NodePort service is not working from Master

Hi!

I have a Kubernetes cluster consist of 1 master and 2 worker nodes. I am using Calico pod network.

Cluster information:

Kubernetes version: 1.28.2
Cloud being used: bare metal
Installation method: dnf install
Host OS: CentOS 8

I have deployed a Traefik ingress controller with NodePort accessibility for out of cluster connectivity. Also deployed a very simple whoami service with one replica. I added the necessary ingress resource to access it using the Traefik controller from outside of the cluster.
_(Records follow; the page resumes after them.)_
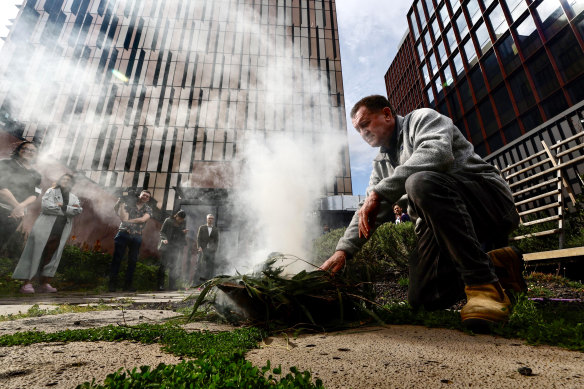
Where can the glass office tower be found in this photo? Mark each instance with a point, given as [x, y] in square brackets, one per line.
[498, 68]
[163, 94]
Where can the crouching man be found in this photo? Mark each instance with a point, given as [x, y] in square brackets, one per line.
[458, 202]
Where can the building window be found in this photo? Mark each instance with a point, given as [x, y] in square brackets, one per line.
[488, 116]
[474, 12]
[554, 105]
[577, 6]
[498, 22]
[465, 95]
[576, 89]
[428, 40]
[455, 105]
[439, 89]
[431, 100]
[474, 128]
[435, 28]
[469, 51]
[444, 17]
[482, 37]
[495, 141]
[531, 119]
[420, 51]
[458, 65]
[528, 37]
[443, 109]
[429, 7]
[425, 74]
[508, 54]
[478, 83]
[421, 14]
[414, 24]
[433, 64]
[492, 70]
[516, 8]
[487, 3]
[448, 80]
[521, 90]
[543, 75]
[442, 52]
[568, 55]
[503, 104]
[512, 132]
[451, 38]
[552, 17]
[462, 26]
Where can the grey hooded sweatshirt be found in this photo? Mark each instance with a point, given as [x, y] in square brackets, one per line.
[423, 140]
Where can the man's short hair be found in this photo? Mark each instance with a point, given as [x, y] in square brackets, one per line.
[373, 103]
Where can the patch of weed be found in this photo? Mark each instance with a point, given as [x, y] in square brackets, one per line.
[220, 363]
[36, 311]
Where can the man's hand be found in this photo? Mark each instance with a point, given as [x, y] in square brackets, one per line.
[335, 263]
[17, 212]
[367, 215]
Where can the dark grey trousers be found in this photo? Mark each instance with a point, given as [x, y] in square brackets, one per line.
[458, 214]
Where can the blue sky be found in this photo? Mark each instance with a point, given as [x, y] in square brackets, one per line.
[369, 33]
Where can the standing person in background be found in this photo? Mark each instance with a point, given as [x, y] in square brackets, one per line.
[48, 236]
[134, 217]
[400, 215]
[171, 247]
[19, 187]
[208, 243]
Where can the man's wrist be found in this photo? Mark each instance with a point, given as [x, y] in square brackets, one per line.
[374, 196]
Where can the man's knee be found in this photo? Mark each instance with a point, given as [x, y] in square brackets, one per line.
[419, 185]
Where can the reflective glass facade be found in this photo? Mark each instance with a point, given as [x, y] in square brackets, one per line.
[403, 71]
[515, 63]
[161, 94]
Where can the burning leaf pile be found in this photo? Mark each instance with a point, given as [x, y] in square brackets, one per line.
[306, 299]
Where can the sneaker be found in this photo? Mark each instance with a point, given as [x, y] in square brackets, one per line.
[27, 289]
[47, 288]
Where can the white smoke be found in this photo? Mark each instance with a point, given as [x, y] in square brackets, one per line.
[294, 131]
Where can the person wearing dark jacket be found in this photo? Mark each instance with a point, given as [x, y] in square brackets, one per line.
[208, 243]
[171, 247]
[400, 215]
[457, 201]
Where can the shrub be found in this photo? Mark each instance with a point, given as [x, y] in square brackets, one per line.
[389, 248]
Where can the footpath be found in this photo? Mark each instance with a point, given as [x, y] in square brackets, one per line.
[396, 356]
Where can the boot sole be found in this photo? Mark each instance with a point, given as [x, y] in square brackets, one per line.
[510, 271]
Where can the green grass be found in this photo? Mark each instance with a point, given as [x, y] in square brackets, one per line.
[220, 359]
[35, 311]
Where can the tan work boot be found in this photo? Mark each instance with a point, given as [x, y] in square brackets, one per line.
[508, 263]
[486, 305]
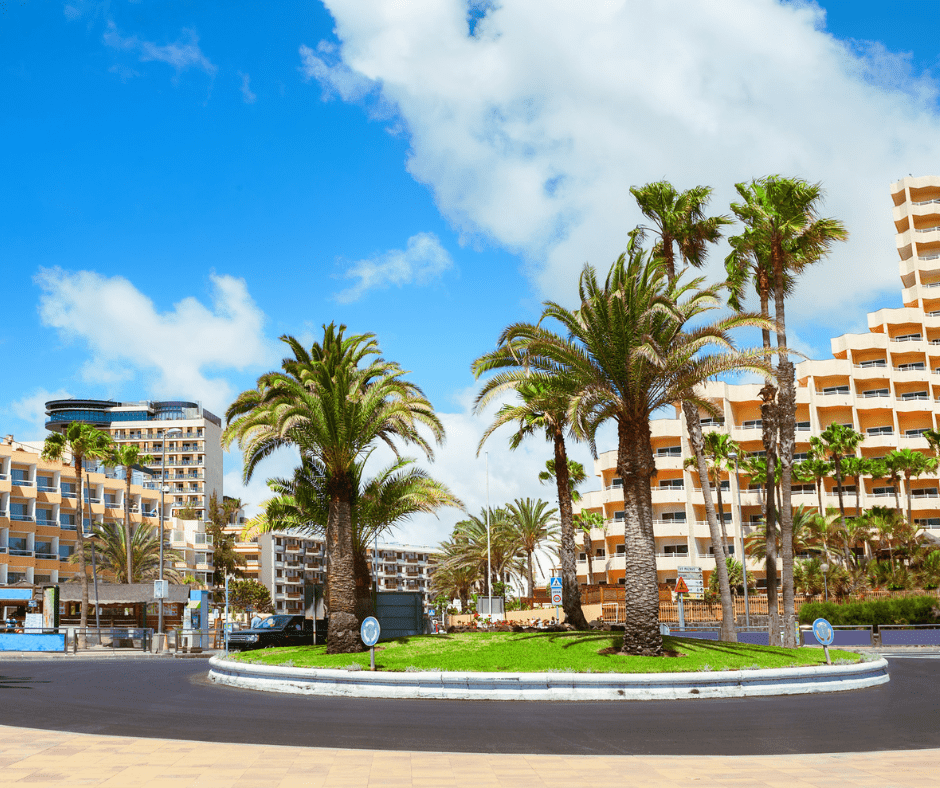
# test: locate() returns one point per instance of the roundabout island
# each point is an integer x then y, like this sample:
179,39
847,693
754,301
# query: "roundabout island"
564,666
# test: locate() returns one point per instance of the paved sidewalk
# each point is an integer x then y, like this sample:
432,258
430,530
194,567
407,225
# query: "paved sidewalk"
47,758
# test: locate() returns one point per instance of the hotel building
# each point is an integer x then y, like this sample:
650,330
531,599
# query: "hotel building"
192,449
39,511
885,384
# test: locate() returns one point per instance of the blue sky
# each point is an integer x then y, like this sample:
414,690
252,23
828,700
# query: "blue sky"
184,182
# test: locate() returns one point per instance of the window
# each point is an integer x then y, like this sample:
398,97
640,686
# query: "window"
673,517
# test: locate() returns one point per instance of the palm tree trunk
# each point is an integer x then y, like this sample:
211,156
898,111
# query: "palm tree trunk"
769,434
570,590
127,524
837,461
531,575
343,632
697,440
80,546
635,465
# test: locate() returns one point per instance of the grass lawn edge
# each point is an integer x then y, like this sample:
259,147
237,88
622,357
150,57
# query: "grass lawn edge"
561,652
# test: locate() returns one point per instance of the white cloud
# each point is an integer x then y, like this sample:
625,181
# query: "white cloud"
531,131
182,54
423,260
174,351
247,95
30,410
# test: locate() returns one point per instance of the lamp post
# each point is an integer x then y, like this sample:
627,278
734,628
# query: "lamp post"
489,568
737,481
163,486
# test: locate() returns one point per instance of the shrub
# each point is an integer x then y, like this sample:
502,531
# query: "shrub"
903,610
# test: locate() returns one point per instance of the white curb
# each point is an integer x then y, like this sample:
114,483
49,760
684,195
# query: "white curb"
549,686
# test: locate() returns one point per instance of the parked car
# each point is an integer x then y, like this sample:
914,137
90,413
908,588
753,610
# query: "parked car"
274,631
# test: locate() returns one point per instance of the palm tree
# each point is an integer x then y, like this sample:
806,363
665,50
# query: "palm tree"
912,464
750,260
532,523
679,221
398,491
855,467
112,548
586,522
627,353
81,442
128,456
333,403
813,469
781,217
718,447
542,407
837,442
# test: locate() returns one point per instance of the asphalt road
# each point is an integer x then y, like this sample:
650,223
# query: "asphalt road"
166,698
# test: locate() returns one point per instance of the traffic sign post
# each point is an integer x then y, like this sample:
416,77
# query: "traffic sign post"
369,632
681,590
824,634
554,587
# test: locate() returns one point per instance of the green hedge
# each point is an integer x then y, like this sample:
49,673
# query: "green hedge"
902,610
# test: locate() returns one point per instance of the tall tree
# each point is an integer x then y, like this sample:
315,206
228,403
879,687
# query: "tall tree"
629,351
541,408
333,402
128,456
531,523
912,464
837,442
112,548
781,216
80,442
679,222
750,261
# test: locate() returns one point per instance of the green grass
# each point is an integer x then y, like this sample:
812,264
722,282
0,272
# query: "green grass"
533,652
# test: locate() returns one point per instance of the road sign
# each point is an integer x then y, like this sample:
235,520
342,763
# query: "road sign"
692,575
822,629
370,631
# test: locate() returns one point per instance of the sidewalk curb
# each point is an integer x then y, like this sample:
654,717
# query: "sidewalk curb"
550,686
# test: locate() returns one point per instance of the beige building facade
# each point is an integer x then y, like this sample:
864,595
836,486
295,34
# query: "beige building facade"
884,383
39,515
192,449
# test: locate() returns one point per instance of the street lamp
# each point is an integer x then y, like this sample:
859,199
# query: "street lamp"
163,487
737,481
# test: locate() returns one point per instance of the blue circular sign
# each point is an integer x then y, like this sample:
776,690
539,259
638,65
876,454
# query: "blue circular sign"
823,632
370,630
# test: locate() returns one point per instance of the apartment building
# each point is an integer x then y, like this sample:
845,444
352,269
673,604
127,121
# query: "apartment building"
192,449
404,567
286,563
884,383
39,511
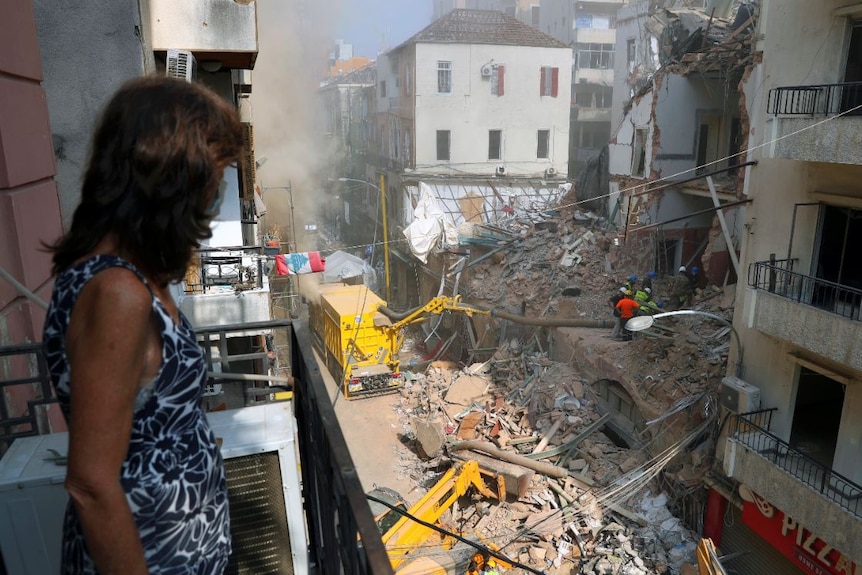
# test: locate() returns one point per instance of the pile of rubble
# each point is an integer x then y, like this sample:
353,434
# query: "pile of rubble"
580,500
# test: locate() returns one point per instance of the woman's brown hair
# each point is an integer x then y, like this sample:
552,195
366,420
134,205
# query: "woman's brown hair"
155,164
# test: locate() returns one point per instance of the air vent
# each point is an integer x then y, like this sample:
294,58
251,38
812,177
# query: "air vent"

I believe, I added every other configuration.

When I try to access the whoami service using the nodePort assigned to Traefik, it does not work from master. No response, just a timeout. But it’s the case only from Master. Because, when I address any of the worker nodes with the same nodeport, it works fine and I get the whoami response.

I use firewalld service, and all the necessary port are opened. But it does not really matter, because if I disable the firewall, the call is still timing out just like it does with the firewall turned on.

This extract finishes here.